Is there any indication about rates of concussion and injury being different in the French comp compared to others? Thanks for the read NB.

J
Jon 142 days ago

Love how you always bring to mind the most topical insights from rugby around the globe Nick. Some of my recent impressions;

My favourite game of rugby was the Bulls semi. That Final was great too but I thought a clear drop in standards/intensity.

J
JD Kiwi 142 days ago

Great compare and contrast Nick!

Of course France have reached this point thanks to rich owners prepared to lose tens of millions to stack their teams with so many of the world's best players. An expensive way to build a comp but when money's no object I suppose you can afford an extravagant hobby 😂

BTW I've finally published my NZ v England article in the other place, fortunately not much overlap with yours 😂

D
Derek Murray 142 days ago

Loved this. I wasn’t fully aware of the nuances of the T14 replacement rules.
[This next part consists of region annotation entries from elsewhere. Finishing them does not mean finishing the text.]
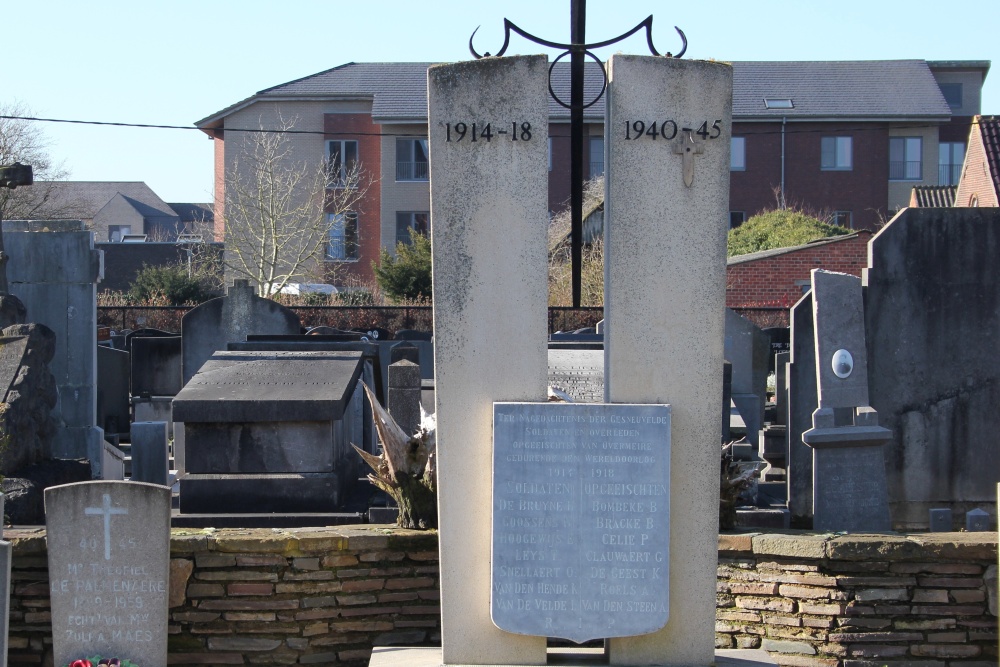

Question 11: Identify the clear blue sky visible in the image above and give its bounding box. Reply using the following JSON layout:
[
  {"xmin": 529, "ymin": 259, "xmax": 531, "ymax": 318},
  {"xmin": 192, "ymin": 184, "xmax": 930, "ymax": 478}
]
[{"xmin": 0, "ymin": 0, "xmax": 1000, "ymax": 202}]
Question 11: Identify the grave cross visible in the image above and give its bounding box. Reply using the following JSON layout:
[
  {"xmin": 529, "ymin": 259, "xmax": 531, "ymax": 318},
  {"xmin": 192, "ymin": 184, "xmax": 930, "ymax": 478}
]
[
  {"xmin": 83, "ymin": 493, "xmax": 128, "ymax": 560},
  {"xmin": 674, "ymin": 130, "xmax": 705, "ymax": 187},
  {"xmin": 469, "ymin": 0, "xmax": 687, "ymax": 308}
]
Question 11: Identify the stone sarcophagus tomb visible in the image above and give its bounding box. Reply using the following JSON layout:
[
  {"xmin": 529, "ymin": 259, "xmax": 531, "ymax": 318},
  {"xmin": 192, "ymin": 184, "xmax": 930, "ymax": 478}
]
[{"xmin": 173, "ymin": 352, "xmax": 363, "ymax": 514}]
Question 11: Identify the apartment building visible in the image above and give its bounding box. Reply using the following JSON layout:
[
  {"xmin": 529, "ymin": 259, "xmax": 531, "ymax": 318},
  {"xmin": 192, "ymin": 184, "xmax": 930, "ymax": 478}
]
[{"xmin": 196, "ymin": 60, "xmax": 990, "ymax": 279}]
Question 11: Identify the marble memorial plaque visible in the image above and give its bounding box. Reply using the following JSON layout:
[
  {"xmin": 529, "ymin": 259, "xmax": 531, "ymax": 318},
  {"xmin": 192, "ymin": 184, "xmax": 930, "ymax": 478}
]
[
  {"xmin": 45, "ymin": 482, "xmax": 170, "ymax": 667},
  {"xmin": 490, "ymin": 403, "xmax": 670, "ymax": 642}
]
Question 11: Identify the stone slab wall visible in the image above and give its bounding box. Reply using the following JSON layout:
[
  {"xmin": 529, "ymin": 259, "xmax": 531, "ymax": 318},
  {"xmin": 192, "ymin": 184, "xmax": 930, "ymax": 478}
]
[
  {"xmin": 715, "ymin": 533, "xmax": 997, "ymax": 667},
  {"xmin": 4, "ymin": 526, "xmax": 997, "ymax": 667}
]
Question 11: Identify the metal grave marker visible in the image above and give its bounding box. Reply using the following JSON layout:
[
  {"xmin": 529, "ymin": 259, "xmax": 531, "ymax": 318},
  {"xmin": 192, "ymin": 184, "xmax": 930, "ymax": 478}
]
[{"xmin": 490, "ymin": 403, "xmax": 670, "ymax": 642}]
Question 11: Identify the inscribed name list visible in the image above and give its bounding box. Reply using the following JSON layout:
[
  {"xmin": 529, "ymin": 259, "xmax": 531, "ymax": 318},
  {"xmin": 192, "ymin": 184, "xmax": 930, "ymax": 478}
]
[
  {"xmin": 45, "ymin": 482, "xmax": 170, "ymax": 665},
  {"xmin": 490, "ymin": 403, "xmax": 670, "ymax": 642}
]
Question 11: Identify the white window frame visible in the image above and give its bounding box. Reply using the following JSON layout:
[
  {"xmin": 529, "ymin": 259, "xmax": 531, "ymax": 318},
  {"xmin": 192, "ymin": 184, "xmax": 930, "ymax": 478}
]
[
  {"xmin": 326, "ymin": 211, "xmax": 361, "ymax": 262},
  {"xmin": 396, "ymin": 211, "xmax": 431, "ymax": 245},
  {"xmin": 396, "ymin": 137, "xmax": 430, "ymax": 183},
  {"xmin": 889, "ymin": 137, "xmax": 924, "ymax": 181},
  {"xmin": 729, "ymin": 137, "xmax": 747, "ymax": 171},
  {"xmin": 819, "ymin": 135, "xmax": 854, "ymax": 171},
  {"xmin": 938, "ymin": 141, "xmax": 965, "ymax": 185},
  {"xmin": 326, "ymin": 139, "xmax": 360, "ymax": 188}
]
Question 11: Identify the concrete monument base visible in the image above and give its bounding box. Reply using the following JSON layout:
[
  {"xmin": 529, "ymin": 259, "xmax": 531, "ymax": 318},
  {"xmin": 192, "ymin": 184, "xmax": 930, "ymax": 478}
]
[{"xmin": 368, "ymin": 646, "xmax": 778, "ymax": 667}]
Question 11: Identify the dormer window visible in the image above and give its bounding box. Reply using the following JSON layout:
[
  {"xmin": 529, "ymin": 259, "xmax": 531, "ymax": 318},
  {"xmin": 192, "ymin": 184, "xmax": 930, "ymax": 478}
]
[{"xmin": 764, "ymin": 97, "xmax": 795, "ymax": 109}]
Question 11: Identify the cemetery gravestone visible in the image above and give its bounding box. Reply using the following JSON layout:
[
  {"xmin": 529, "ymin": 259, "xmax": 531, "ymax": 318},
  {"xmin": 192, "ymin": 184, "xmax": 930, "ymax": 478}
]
[
  {"xmin": 97, "ymin": 345, "xmax": 130, "ymax": 435},
  {"xmin": 802, "ymin": 269, "xmax": 892, "ymax": 532},
  {"xmin": 177, "ymin": 280, "xmax": 301, "ymax": 386},
  {"xmin": 785, "ymin": 292, "xmax": 818, "ymax": 527},
  {"xmin": 131, "ymin": 421, "xmax": 170, "ymax": 486},
  {"xmin": 0, "ymin": 493, "xmax": 12, "ymax": 667},
  {"xmin": 3, "ymin": 220, "xmax": 104, "ymax": 468},
  {"xmin": 45, "ymin": 482, "xmax": 170, "ymax": 667},
  {"xmin": 490, "ymin": 403, "xmax": 670, "ymax": 643},
  {"xmin": 173, "ymin": 351, "xmax": 362, "ymax": 514}
]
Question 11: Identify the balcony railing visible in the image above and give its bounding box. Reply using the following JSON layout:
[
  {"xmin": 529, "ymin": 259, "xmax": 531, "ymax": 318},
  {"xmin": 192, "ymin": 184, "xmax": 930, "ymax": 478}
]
[
  {"xmin": 396, "ymin": 162, "xmax": 429, "ymax": 181},
  {"xmin": 889, "ymin": 160, "xmax": 922, "ymax": 181}
]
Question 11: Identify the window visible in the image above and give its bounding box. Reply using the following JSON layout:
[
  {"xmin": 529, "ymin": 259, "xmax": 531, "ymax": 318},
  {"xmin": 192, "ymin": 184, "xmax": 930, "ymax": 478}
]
[
  {"xmin": 938, "ymin": 141, "xmax": 965, "ymax": 185},
  {"xmin": 108, "ymin": 225, "xmax": 132, "ymax": 243},
  {"xmin": 590, "ymin": 137, "xmax": 604, "ymax": 178},
  {"xmin": 764, "ymin": 97, "xmax": 795, "ymax": 109},
  {"xmin": 326, "ymin": 139, "xmax": 358, "ymax": 188},
  {"xmin": 830, "ymin": 211, "xmax": 854, "ymax": 229},
  {"xmin": 820, "ymin": 137, "xmax": 853, "ymax": 171},
  {"xmin": 326, "ymin": 211, "xmax": 359, "ymax": 262},
  {"xmin": 396, "ymin": 211, "xmax": 431, "ymax": 245},
  {"xmin": 729, "ymin": 137, "xmax": 747, "ymax": 171},
  {"xmin": 889, "ymin": 137, "xmax": 923, "ymax": 181},
  {"xmin": 396, "ymin": 139, "xmax": 428, "ymax": 181},
  {"xmin": 938, "ymin": 83, "xmax": 962, "ymax": 109}
]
Makes a lot of sense.

Also the comments re the GP. There simply isn’t the same depth of interest in England/Wales/Scotland to support so many teams of quality.

Nor in Oz sadly

R
Ruaan 142 days ago

I really enjoy your analysis. I know you take some stick, and I don’t always agree with you, but this is the stuff I log in for. Keep it up.

S
Shaylen 142 days ago

If rugby chooses to embrace flair then it may err too much towards it and may become too much like league with the set piece becoming inconsequential in which case it becomes repetitive. If rugby chooses power then it becomes a slow drab affair with endless amounts of big men coming off the bench. Rugby needs to embrace both sides of the coin. It needs to have laws receptive to the power game but also laws that appreciate flair and running rugby. Where contrasting styles meet it generates interest because one side could beat the other with completely different plans as long as they execute their gameplan better and show great skill within their own plan. The maul and scrum should not be depowered at the same time laws that protect the team in possession should also be put in place with a clear emphasis to clean up and simplify the ruck and favour the attacking side while allowing a fair chance for the poacher to have an impact. Thus we set the stage between teams that want to build phases vs teams that want dominance in the set piece who slow the game down and play more without the ball off counterattack. The game needs to allow each type of team an opportunity to dominate the other. It needs to be a game for all shapes and sizes, for the agile and the less subtle. It needs to be a game of skill that also embraces the simplicity of the little things that allows teams of all qualities to stand a chance.